Whew … is it hot in here to you? No? The thermostat is set on 64 degrees, you say?

Oh.

I must be having yet another hot flash.

I saw my doctor last week and instead of her telling me that I needed a Lupron shot to suppress my endometriosis, she suggested that I give Clomid a shot instead. (I’m still a little leery of Lupron, so this was a relief.)

So far, my only real side effect is the one that leads to my wishing we could afford to cool our house to something around 50 degrees.

We were at least busy enough over the weekend that I was distracted from my own internal kind of heat.

On Friday night, we had dinner and played in the pool with friends who have a girl about six months older than Mojo and a boy who’s a couple of years younger. After we ate and splashed we headed to a park across the parking lot from the pool – and there was the slightest trepidation on my part.

My husband doesn’t do well on playgrounds.

He genuinely likes kids, but there are several he doesn’t want to be around Mojo.

I’ve been surprised by just how protective he is of our kiddo – I guess I always thought I would play the role of hover-around and that he would be more rough-and-tumble, let-him-stand-on-his-own-two feet about things.

There have been a couple of times that I have felt the need to intervene when some tyke looks to be bullying my babe, but for the most part I try to wait for him and his playmates to sort things out without me.

There have been a couple of times that I’ve had to suppress a giggle, like the time the little girl in the Chick-Fil-A playroom waggled her finger and called Mojo over to her under the guise of a game of hide and seek only to plant a big smacker on his right cheek. Mojo didn’t know what that was all about and his eyes were as big as chicken sandwiches as he made his way back to me.

And there was that one time with the gang of girls who, at the top of a slide, joined arms and demanded to know if Mojo was wearing a diaper or a Pull-Up. (Seriously!!) I didn’t know what to make of that one, but I just watched from the ground below and Mojo handled it just fine (by laughing in their faces … perfect response, I must say).

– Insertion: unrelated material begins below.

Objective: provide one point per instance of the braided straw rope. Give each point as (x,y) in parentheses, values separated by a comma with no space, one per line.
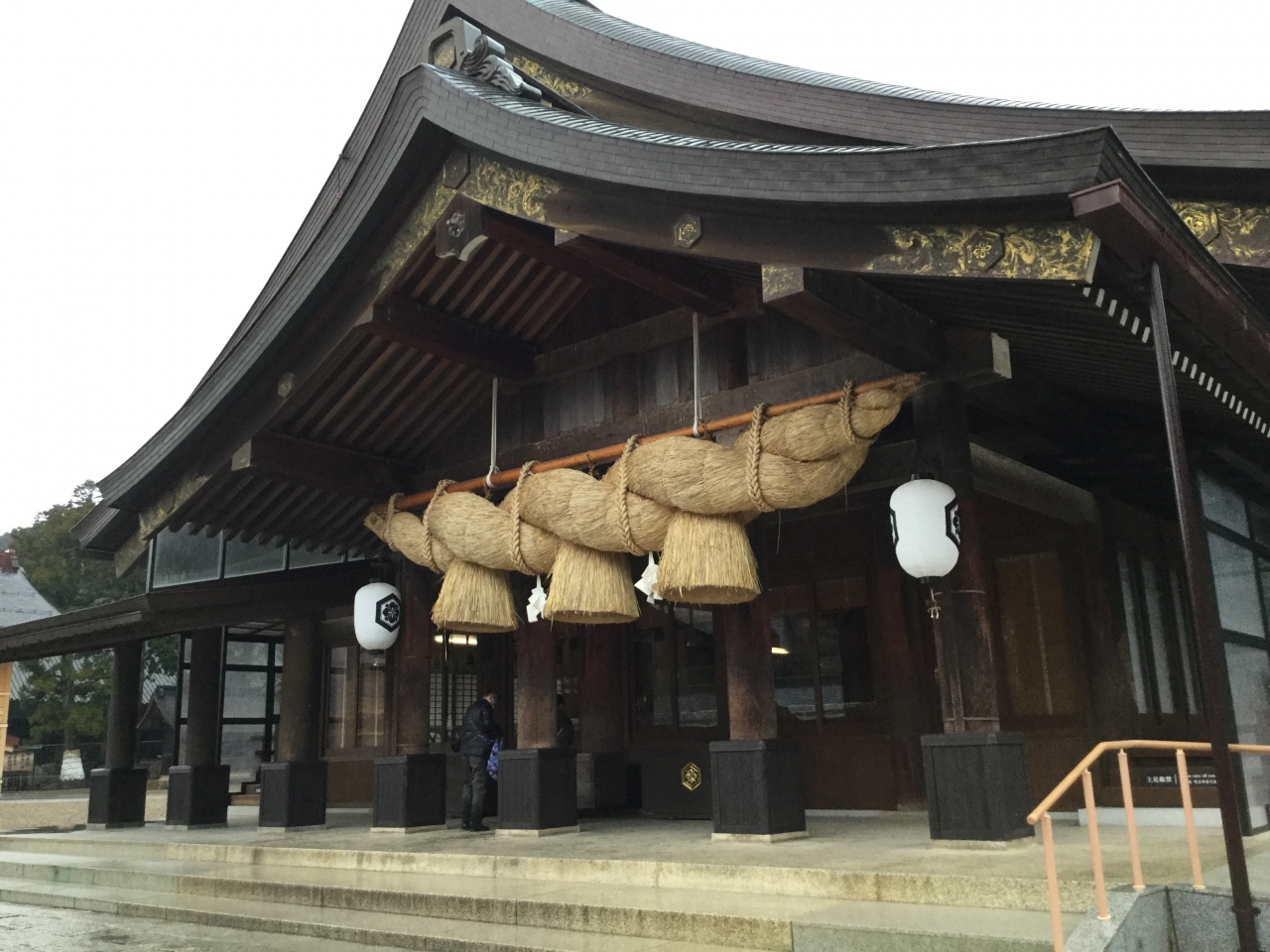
(517,558)
(752,460)
(427,516)
(624,517)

There have also been kids whose seemingly absent – or just absent-minded? – parents didn’t notice that they were pulling my child by his elbow down a flight of stairs or who have been throwing rocks perilously close to my child’s head, and I will stand up and say proudly that I stepped in and told them to knock it off.

My husband, on the other hand, tends to intervene first and ask questions later, to the point of hovering around Mojo and his would-be playmate while the rest of the adults are in another room drinking wine and making chitchat.

I have tried and tried to tell him that he’s going to have to let Mojo handle himself because we’re not always going to be around to help him out, and I think he knows that. But he can’t seem to convince himself to step back and let things go.

Is that a normal daddy thing?

Luckily, the kids of the friends’ we hung out with over the weekend were near-perfect matches for Mojo and everyone had a great time. No intervening and no hovering.

I can’t help but wonder if my husband would be as protective with a second child as he is with Mojo. Would he mellow with experience? Would he spend his days and nights trying to protect our kids from each other? Would it matter if the second baby was a girl or a boy?

Come on, Clomid. I can take all the hot flashes you can dish out if you’ll just give me a chance to find out.